Michael Rembis, "Writing Mad Lives in the Age of the Asylum" (Oxford UP, 2025)
Feb 9, 2025
auto_awesome
Michael Rembis, a history professor and director at the Center for Disability Studies, dives into the often hidden narratives of asylum inmates from 1830 to 1950. He reveals their writings that challenge the image of asylums as mere medical facilities, exposing them as venues of violence and abuse. Rembis highlights the impact of mad writers advocating for change, illustrating how their personal stories influenced perceptions of madness and mental health reforms. The discussion uncovers the struggle between medical authority and the voices of those labeled as mad.
The podcast emphasizes the importance of personal narratives from mad writers, revealing their overlooked experiences within the asylum system.
It discusses the systemic violence in asylums, highlighting that mad individuals were often victims rather than perpetrators of violence.
Deep dives
Understanding the Focus on Madness and Mad Writers
The discussion centers on the significance of studying madness and the perspectives of mad writers, emphasizing the historical neglect of their voices in narratives typically dominated by institutional accounts. Researchers have often overlooked the personal experiences of individuals labeled as mad, focusing instead on institutional histories authored by administrators and medical professionals. This work aims to uncover the lived experiences of those committed to asylums, providing a much-needed perspective that recognizes the agency and authorship of mad writers. The speaker highlights the importance of valuing these personal narratives as crucial contributions to the broader understanding of disability history.
The Role of Violence in Asylum Commitments
The exploration of violence within the asylum system reveals a complex interplay between societal perceptions and the realities faced by mad writers. Historical narratives have often implied a direct link between madness and violence, with physicians propagating these connections to justify the expansion of the asylum system. However, while violence may have been discussed extensively, it was typically the mad individuals who were victims rather than perpetrators. The speaker argues for a reconsideration of these historical frameworks, emphasizing that much of the violence experienced was a result of the asylum system itself rather than the individuals it labeled as mad.
Writing as Labor and Advocacy
The podcast highlights the significant emotional and physical labor involved in the writing of mad writers as a form of advocacy for their rights and experiences. Writing was not just a means of self-expression; it served as a vital tool for social change and reform within the asylum system. Many mad writers dedicated their lives to this advocacy, seeking to reshape public narratives around madness and challenge systemic abuses. The efforts of these writers often created a dialogue that connected their personal struggles with broader social movements aimed at reforming the treatment of individuals labeled as mentally ill.
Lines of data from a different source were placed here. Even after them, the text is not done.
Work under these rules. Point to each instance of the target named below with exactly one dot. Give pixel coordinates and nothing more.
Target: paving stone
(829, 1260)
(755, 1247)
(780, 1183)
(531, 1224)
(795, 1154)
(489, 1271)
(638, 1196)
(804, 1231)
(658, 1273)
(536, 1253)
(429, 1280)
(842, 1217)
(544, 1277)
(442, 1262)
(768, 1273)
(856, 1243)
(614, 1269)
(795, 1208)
Building Community and Support Networks
The formation of supportive relationships among mad writers and fellow inmates played a crucial role in their resilience and survival during and after their asylum experiences. These connections often transcended social and class boundaries, fostering a sense of solidarity and shared purpose among those impacted by the asylum system. After leaving asylums, many individuals maintained these bonds, using their collective experiences to advocate for reform while also assisting one another in re-integrating into society. The emphasis on mutual aid and community underscores the significant networks of support that emerged in response to the systemic violence and isolation associated with mental health institutions.
The asylum--at once a place of refuge, incarceration, and abuse--touched the lives of many Americans living between 1830 and 1950. What began as a few scattered institutions in the mid-eighteenth century grew to 579 public and private asylums by the 1940s. About one out of every 280 Americans was an inmate in an asylum at an annual cost to taxpayers of approximately $200 million.
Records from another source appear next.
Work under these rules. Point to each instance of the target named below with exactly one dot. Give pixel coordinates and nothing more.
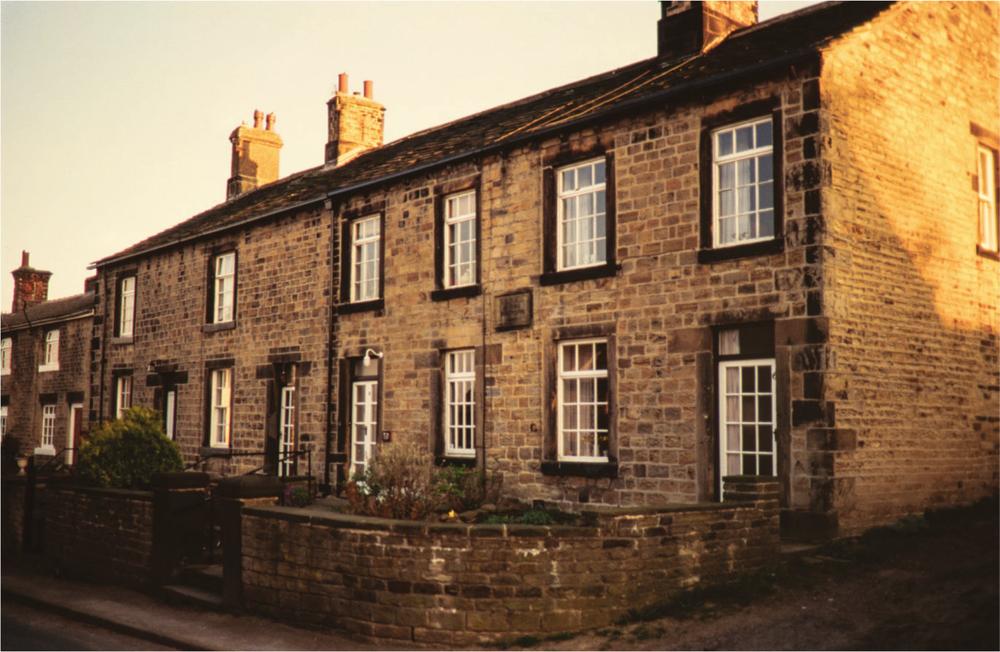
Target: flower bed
(406, 582)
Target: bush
(396, 484)
(125, 453)
(461, 488)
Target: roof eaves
(204, 234)
(627, 105)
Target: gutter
(51, 320)
(658, 97)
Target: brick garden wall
(102, 534)
(913, 308)
(405, 582)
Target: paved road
(27, 628)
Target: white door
(286, 439)
(73, 432)
(747, 417)
(364, 417)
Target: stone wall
(13, 498)
(658, 310)
(102, 534)
(281, 318)
(913, 307)
(404, 582)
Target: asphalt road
(27, 628)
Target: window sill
(361, 306)
(581, 469)
(987, 253)
(582, 274)
(455, 460)
(456, 293)
(221, 326)
(774, 246)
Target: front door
(74, 431)
(364, 420)
(747, 417)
Using the writing of former asylum inmates, as well as other sources, Writing Mad Lives in the Age of the Asylum(Oxford UP, 2025) reveals a history of madness and the asylum that has remained hidden by a focus on doctors, diagnoses, and other interventions into mad people's lives. Although those details are present in this story, its focus is the hundreds of inmates who spoke out or published pamphlets, memorials, memoirs, and articles about their experiences. They recalled physical beatings and prolonged restraint and isolation. They described what it felt like to be gawked at like animals by visitors and the hardships they faced re-entering the community. Many inmates argued that asylums were more akin to prisons than medical facilities and testified before state legislatures and the US Congress, lobbying for reforms to what became popularly known as "lunacy laws."
Michael Rembis demonstrates how their stories influenced popular, legal, and medical conceptualizations of madness and the asylum at a time when most Americans seemed to be groping toward a more modern understanding of the many different forms of "insanity." The result is a clearer sense of the role of mad people and their allies in shaping one of the largest state expenditures in the nineteenth and early twentieth centuries--and, at the same time, a recovery of the social and political agency of these vibrant and dynamic "mad writers."